Una carta de la autora
Sobre crear un blog de libros y escritura en pleno 2026
A veces hay que volver varios pasos atrás para recordar de dónde venimos y este año en particular ha sido para mi uno de esos. Quizás son mis 32 años y la nostalgia de ser de una generación que ha tenido que aprender a utilizar la tecnología a su favor sin fracasar en el intento. No nacimos con un teléfono o tablet en la mano, yo era de las que jugaba a las muñecas y a la comidita en el jardín con mis amigas que vivían a unas cuantas casas.

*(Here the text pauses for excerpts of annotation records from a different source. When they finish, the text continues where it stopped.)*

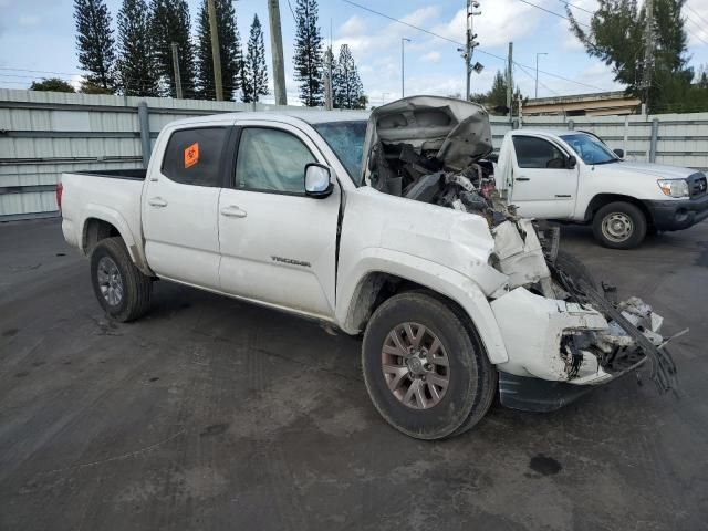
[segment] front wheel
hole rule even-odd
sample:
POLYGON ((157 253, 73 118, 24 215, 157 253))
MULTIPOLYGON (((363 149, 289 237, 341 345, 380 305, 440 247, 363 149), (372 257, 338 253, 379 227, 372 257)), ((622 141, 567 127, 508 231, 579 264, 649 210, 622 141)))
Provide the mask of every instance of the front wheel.
POLYGON ((135 267, 121 238, 101 240, 93 249, 91 282, 98 303, 116 321, 133 321, 149 309, 153 282, 135 267))
POLYGON ((631 202, 605 205, 593 218, 595 239, 611 249, 634 249, 644 240, 646 230, 644 212, 631 202))
POLYGON ((395 295, 374 312, 362 368, 378 413, 418 439, 469 429, 497 389, 497 371, 467 316, 424 292, 395 295))

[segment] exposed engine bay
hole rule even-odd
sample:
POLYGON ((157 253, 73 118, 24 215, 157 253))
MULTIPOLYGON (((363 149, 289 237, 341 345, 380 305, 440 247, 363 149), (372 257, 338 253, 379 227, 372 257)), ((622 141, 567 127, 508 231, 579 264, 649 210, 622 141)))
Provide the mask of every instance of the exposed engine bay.
POLYGON ((480 105, 434 96, 399 100, 372 113, 365 177, 379 191, 487 220, 494 239, 489 263, 508 278, 490 296, 491 306, 507 313, 528 309, 523 322, 506 325, 504 336, 523 344, 546 330, 539 341, 554 351, 542 363, 498 368, 597 384, 648 360, 659 391, 675 388, 676 366, 666 348, 670 337, 659 334, 663 317, 637 298, 620 302, 613 287, 597 285, 581 262, 559 250, 558 227, 517 215, 496 189, 494 164, 487 158, 491 140, 480 105))

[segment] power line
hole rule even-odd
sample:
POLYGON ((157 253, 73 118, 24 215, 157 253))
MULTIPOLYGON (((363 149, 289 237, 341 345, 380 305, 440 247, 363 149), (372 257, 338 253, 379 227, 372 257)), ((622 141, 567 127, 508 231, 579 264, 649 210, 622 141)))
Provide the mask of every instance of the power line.
MULTIPOLYGON (((556 13, 555 11, 551 11, 550 9, 542 8, 541 6, 538 6, 535 3, 529 2, 528 0, 519 0, 519 1, 522 2, 522 3, 525 3, 527 6, 531 6, 532 8, 540 9, 541 11, 545 11, 546 13, 552 14, 553 17, 558 17, 560 19, 564 19, 564 20, 568 20, 569 22, 571 22, 571 19, 565 17, 564 14, 556 13)), ((586 24, 586 23, 581 22, 579 20, 576 20, 575 23, 579 24, 579 25, 584 25, 585 28, 590 28, 590 24, 586 24)))
POLYGON ((698 17, 700 20, 702 20, 706 24, 708 24, 708 20, 704 19, 699 12, 695 11, 690 6, 686 6, 686 9, 688 9, 691 13, 694 13, 696 17, 698 17))
POLYGON ((591 11, 591 10, 589 10, 589 9, 585 9, 585 8, 583 8, 582 6, 577 6, 576 3, 566 2, 565 0, 558 0, 558 1, 559 1, 559 2, 561 2, 561 3, 563 3, 563 4, 565 4, 566 7, 569 7, 569 6, 570 6, 571 8, 579 9, 580 11, 585 11, 586 13, 595 14, 595 12, 594 12, 594 11, 591 11))
MULTIPOLYGON (((696 27, 698 28, 698 31, 702 31, 701 25, 696 22, 694 19, 691 19, 690 17, 686 15, 686 20, 693 22, 694 24, 696 24, 696 27)), ((690 28, 686 28, 686 30, 688 31, 688 33, 690 33, 691 35, 694 35, 696 39, 698 39, 700 42, 702 42, 704 44, 708 44, 708 41, 706 41, 702 37, 700 37, 698 33, 694 33, 694 31, 690 28)))
MULTIPOLYGON (((394 22, 397 22, 397 23, 399 23, 399 24, 406 25, 406 27, 408 27, 408 28, 413 28, 414 30, 421 31, 423 33, 427 33, 428 35, 433 35, 433 37, 436 37, 436 38, 438 38, 438 39, 442 39, 444 41, 451 42, 452 44, 456 44, 456 45, 458 45, 458 46, 464 46, 464 45, 465 45, 465 44, 464 44, 462 42, 460 42, 460 41, 456 41, 455 39, 450 39, 450 38, 448 38, 448 37, 440 35, 440 34, 438 34, 438 33, 435 33, 434 31, 426 30, 425 28, 420 28, 420 27, 418 27, 418 25, 414 25, 414 24, 412 24, 412 23, 409 23, 409 22, 404 22, 403 20, 396 19, 395 17, 391 17, 389 14, 382 13, 381 11, 376 11, 376 10, 374 10, 374 9, 367 8, 366 6, 362 6, 361 3, 356 3, 356 2, 354 2, 354 1, 352 1, 352 0, 342 0, 342 1, 343 1, 343 2, 345 2, 345 3, 348 3, 348 4, 351 4, 351 6, 354 6, 354 7, 356 7, 356 8, 363 9, 364 11, 368 11, 369 13, 374 13, 374 14, 377 14, 377 15, 383 17, 383 18, 385 18, 385 19, 388 19, 388 20, 392 20, 392 21, 394 21, 394 22)), ((477 48, 477 49, 476 49, 476 52, 477 52, 477 53, 482 53, 482 54, 485 54, 485 55, 489 55, 490 58, 498 59, 498 60, 500 60, 500 61, 503 61, 504 63, 507 62, 507 58, 503 58, 503 56, 501 56, 501 55, 497 55, 497 54, 491 53, 491 52, 487 52, 487 51, 485 51, 485 50, 481 50, 480 48, 477 48)), ((519 63, 517 63, 517 64, 519 64, 519 63)), ((529 65, 524 65, 524 66, 525 66, 527 69, 531 69, 531 66, 529 66, 529 65)), ((577 85, 586 86, 586 87, 589 87, 589 88, 593 88, 593 90, 595 90, 595 91, 605 91, 605 88, 602 88, 602 87, 600 87, 600 86, 590 85, 590 84, 587 84, 587 83, 583 83, 583 82, 581 82, 581 81, 571 80, 570 77, 565 77, 565 76, 560 75, 560 74, 554 74, 554 73, 552 73, 552 72, 548 72, 548 71, 544 71, 544 70, 539 70, 539 72, 540 72, 540 73, 542 73, 542 74, 549 75, 549 76, 551 76, 551 77, 555 77, 555 79, 559 79, 559 80, 562 80, 562 81, 568 81, 568 82, 570 82, 570 83, 575 83, 575 84, 577 84, 577 85)))

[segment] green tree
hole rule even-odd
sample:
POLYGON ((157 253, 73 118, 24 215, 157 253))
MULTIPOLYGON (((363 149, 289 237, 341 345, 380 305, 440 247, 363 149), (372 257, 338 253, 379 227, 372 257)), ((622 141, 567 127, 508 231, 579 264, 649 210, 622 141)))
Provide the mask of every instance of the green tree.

El internet lo conocí mejor cuando estaba en la primaria, lo utilizaba primero para jugar en disneylatino y más tarde en la secundaria para pasar horas hablando por messenger con mis amigas sobre todos los chismes del día. No existía el acceso a la inteligencia artificial como hoy en día cuando estudié la preparatoria o la universidad, me fui a exámenes extraordinarios en un par de ocasiones y todos los ensayos o trabajos venían de investigar en páginas de internet académicas o los libros de la biblioteca. Tampoco usaba la IA cuando comencé a trabajar en marketing, podía ver el humo salir de mi cabeza con las ideas para crecer las redes sociales donde trabajaba, construyendo un blog de viajes y escribiendo en él por muchos años y pienso que quizás ahora eso sería diferente, tampoco me tocó usarla cuando trabajé de copywriter, escribiendo una cantidad enorme de copys sobre turismo. No te voy a mentir, fue una época que disfruté y en la que aprendí muchísimo, pero también era muy demandante para alguien que estaba tratando de entenderle a la vida.

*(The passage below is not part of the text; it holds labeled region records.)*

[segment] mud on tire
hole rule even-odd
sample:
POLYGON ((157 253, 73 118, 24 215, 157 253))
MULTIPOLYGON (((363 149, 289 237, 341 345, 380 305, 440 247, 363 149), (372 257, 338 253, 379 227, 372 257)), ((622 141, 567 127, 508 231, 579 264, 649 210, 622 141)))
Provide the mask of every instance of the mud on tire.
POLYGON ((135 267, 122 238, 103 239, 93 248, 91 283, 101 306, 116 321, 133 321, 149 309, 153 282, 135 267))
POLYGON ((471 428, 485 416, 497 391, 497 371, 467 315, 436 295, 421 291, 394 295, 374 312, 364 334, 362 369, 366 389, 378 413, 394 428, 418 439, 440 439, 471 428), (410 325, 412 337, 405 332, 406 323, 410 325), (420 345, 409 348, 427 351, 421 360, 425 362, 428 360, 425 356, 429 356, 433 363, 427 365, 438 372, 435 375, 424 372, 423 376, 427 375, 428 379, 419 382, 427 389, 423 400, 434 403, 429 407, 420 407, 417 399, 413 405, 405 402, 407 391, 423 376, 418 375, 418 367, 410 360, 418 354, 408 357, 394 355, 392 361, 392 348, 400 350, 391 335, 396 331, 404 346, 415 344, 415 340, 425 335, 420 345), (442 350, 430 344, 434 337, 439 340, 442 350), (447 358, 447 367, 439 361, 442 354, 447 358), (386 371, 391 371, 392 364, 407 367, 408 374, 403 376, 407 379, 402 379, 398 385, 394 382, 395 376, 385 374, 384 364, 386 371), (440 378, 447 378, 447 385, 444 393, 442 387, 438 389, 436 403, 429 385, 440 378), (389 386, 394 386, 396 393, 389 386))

Atravesé unos años de burnout intenso que me cobraron factura tarde o temprano y decidí parar justamente cuando todas las redes sociales explotaban después de la pandemia. Cuando la IA llegó era obvio que todo iba a cambiar. La probé, jugué con ella, con curiosidad y ganas de saberla utilizar, porque es imposible negar que llegó para quedarse, pero hubo algo que siempre supe que no quería cederle y a principios del 2026 marqué mis límites para dos cosas que para mi son sagradas: Nunca sobre mi creatividad o mi escritura.
Y así es como hoy estoy escribiendo desde Google Docs, en la primera entrada real de mi sitio web, con mucha honestidad y emoción para darte la bienvenida a este espacio.

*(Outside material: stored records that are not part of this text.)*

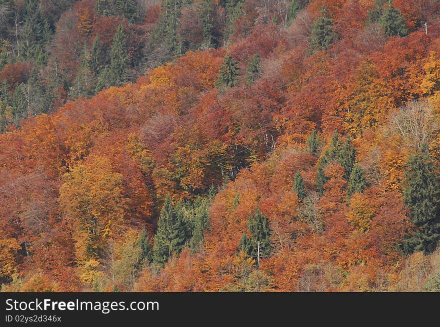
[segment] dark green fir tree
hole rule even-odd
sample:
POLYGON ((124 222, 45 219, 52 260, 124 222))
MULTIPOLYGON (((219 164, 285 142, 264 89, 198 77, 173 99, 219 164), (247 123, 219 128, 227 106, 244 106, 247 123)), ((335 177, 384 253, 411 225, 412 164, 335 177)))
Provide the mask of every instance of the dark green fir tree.
POLYGON ((351 196, 356 192, 362 192, 365 189, 366 184, 362 168, 359 165, 355 165, 348 179, 347 195, 351 196))
POLYGON ((229 53, 224 57, 223 64, 220 66, 220 73, 216 82, 220 89, 235 85, 238 81, 238 63, 229 53))
POLYGON ((249 60, 246 67, 246 83, 251 85, 258 79, 262 74, 261 58, 258 53, 256 53, 249 60))
POLYGON ((390 2, 384 11, 380 21, 385 34, 388 36, 404 36, 408 34, 403 16, 390 2))
POLYGON ((431 252, 440 239, 440 185, 426 146, 409 158, 406 168, 404 203, 417 229, 404 242, 403 249, 431 252))
POLYGON ((312 51, 326 49, 336 37, 333 30, 333 19, 325 7, 321 9, 320 16, 313 23, 310 35, 310 48, 312 51))
POLYGON ((186 226, 181 211, 174 207, 170 195, 166 196, 158 221, 153 245, 153 260, 163 267, 173 255, 183 248, 186 236, 186 226))

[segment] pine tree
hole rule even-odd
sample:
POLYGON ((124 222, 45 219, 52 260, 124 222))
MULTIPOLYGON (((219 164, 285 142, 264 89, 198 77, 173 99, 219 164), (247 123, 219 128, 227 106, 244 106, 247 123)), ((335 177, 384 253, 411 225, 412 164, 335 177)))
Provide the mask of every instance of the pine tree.
POLYGON ((322 196, 324 194, 324 185, 327 182, 327 177, 324 173, 324 169, 318 166, 315 177, 315 184, 318 190, 318 194, 322 196))
POLYGON ((218 35, 216 32, 214 14, 215 10, 211 0, 200 1, 201 8, 199 19, 203 31, 203 37, 205 44, 208 47, 216 46, 218 44, 218 35))
POLYGON ((292 20, 296 16, 296 14, 299 10, 300 5, 298 4, 298 0, 292 0, 286 15, 286 26, 290 24, 292 20))
POLYGON ((344 169, 344 178, 348 180, 354 165, 356 159, 356 150, 350 139, 346 140, 344 144, 338 149, 336 160, 344 169))
POLYGON ((94 8, 102 16, 120 16, 133 22, 139 18, 138 6, 136 0, 98 0, 94 8))
POLYGON ((248 238, 244 233, 238 243, 238 250, 244 251, 258 262, 258 249, 260 258, 268 256, 271 250, 269 220, 258 207, 256 207, 254 213, 248 216, 248 230, 252 237, 248 238))
POLYGON ((18 51, 20 56, 25 59, 36 59, 40 52, 45 49, 52 33, 38 4, 38 1, 34 0, 24 1, 18 51))
POLYGON ((178 32, 182 7, 187 0, 164 0, 160 5, 160 17, 152 35, 155 47, 162 47, 166 52, 161 56, 164 62, 184 52, 182 37, 178 32))
POLYGON ((333 19, 325 7, 321 9, 320 13, 312 27, 310 48, 312 51, 328 48, 336 37, 333 31, 333 19))
POLYGON ((76 72, 76 83, 72 86, 72 95, 74 97, 90 97, 94 94, 96 76, 90 69, 92 56, 84 42, 80 57, 80 66, 76 72))
POLYGON ((404 36, 408 34, 403 16, 391 2, 384 11, 380 21, 386 35, 388 36, 404 36))
POLYGON ((136 0, 114 0, 116 15, 125 17, 132 22, 138 17, 138 5, 136 0))
POLYGON ((252 242, 248 238, 246 233, 243 232, 240 241, 238 242, 238 251, 242 251, 249 256, 252 256, 252 242))
POLYGON ((298 198, 301 201, 302 201, 307 195, 306 183, 299 171, 295 175, 295 178, 294 180, 294 192, 298 195, 298 198))
POLYGON ((191 211, 193 216, 193 226, 190 241, 190 248, 193 253, 198 251, 204 239, 204 231, 209 225, 208 208, 210 199, 209 196, 204 199, 198 198, 193 204, 191 211))
POLYGON ((179 253, 186 241, 186 226, 181 211, 172 206, 166 196, 158 221, 153 246, 153 260, 163 267, 173 255, 179 253))
POLYGON ((152 260, 152 246, 145 229, 142 230, 139 237, 139 247, 140 248, 138 265, 140 267, 144 261, 150 263, 152 260))
POLYGON ((256 53, 248 63, 248 67, 246 67, 246 83, 248 85, 253 84, 261 76, 260 62, 261 58, 258 53, 256 53))
POLYGON ((113 36, 110 49, 110 83, 119 85, 126 80, 126 73, 128 66, 128 55, 127 52, 126 35, 122 25, 118 26, 113 36))
POLYGON ((314 155, 320 146, 320 137, 316 133, 316 131, 314 129, 312 130, 308 138, 307 139, 306 144, 308 147, 310 153, 314 155))
POLYGON ((384 0, 374 0, 374 6, 368 11, 368 21, 372 24, 378 22, 384 13, 384 0))
POLYGON ((100 36, 96 34, 93 40, 88 63, 90 70, 94 73, 96 76, 99 75, 106 61, 104 60, 104 57, 105 53, 100 40, 100 36))
POLYGON ((350 174, 347 194, 350 196, 355 192, 362 192, 365 189, 366 185, 366 182, 362 168, 359 165, 356 165, 350 174))
POLYGON ((402 244, 408 253, 432 251, 440 239, 440 185, 426 146, 412 156, 404 176, 404 203, 417 230, 402 244))
POLYGON ((220 73, 216 81, 217 86, 221 89, 234 86, 238 81, 238 63, 230 54, 224 57, 224 61, 220 66, 220 73))

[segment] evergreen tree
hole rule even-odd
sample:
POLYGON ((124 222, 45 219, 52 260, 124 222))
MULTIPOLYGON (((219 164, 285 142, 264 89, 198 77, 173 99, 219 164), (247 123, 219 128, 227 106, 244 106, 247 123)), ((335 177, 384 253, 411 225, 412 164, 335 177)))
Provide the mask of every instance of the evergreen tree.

Sensatez Literaria nació de mi necesidad de hablar de libros y encontrar una comunidad en el internet que me entendiera. Primero como una cuenta de creadora de contenido en redes sociales como Instagram donde fue encontrando a sus amigas de libros, segundo como un lugar que en algún momento albergaría la búsqueda de mi camino en la escritura y la oportunidad de hablar más sobre esa otra parte de mí, la que escribe, pero no se siente lo suficientemente escritora aún para compartirlo en las redes sociales.
Ahora Sensatez Literaria es también un sitio web sobre libros y escritura. Un blog sobre como los libros me han cambiado y como he vuelto a la escritura después de tantos años. Porque siempre ha sido así, solía escribir en blogspot en mi época de preparatoria, luego en wordpress en la universidad y recientemente estuve en Substack escribiendo “Cartas al mar”, pero a mí me hacía falta esto, un sitio totalmente mío, con la libertad que me da.
Voy a volver sobre mis pasos para retomar lo que más me gustaba de escribir en un blog. Quiero contarte sobre todos esos libros que me han movido algo y las autoras que he ido conociendo en el camino. Me gustaría hablarte de cómo me reencontré con amistades de mi época universitaria y decidimos retomar el hábito de la lectura juntas, sobre cómo volví a la escritura, primero con un diario, luego explorando con cuentos y poesía, hasta que un día descubrí por qué y para qué estaba escribiendo, el día que todo hizo click para mí y me llevó hasta el día de hoy, trabajando en la revisión de mi primer borrador (esto sigue impresionándome cada día). Te llevaré entre viajes, memorias, paseos, atravesaremos las luces y sombras, jugaremos con las palabras y compartiremos grandes momentos.
Te escribo desde un mejor lugar física y mentalmente, feliz, con el corazón lleno de mucho amor, con muchas ideas que me muero por compartir contigo y por ir llenando poco a poco este blog mientras hablamos de libros.
¡Gracias por leer! Nos vemos pronto por aquí.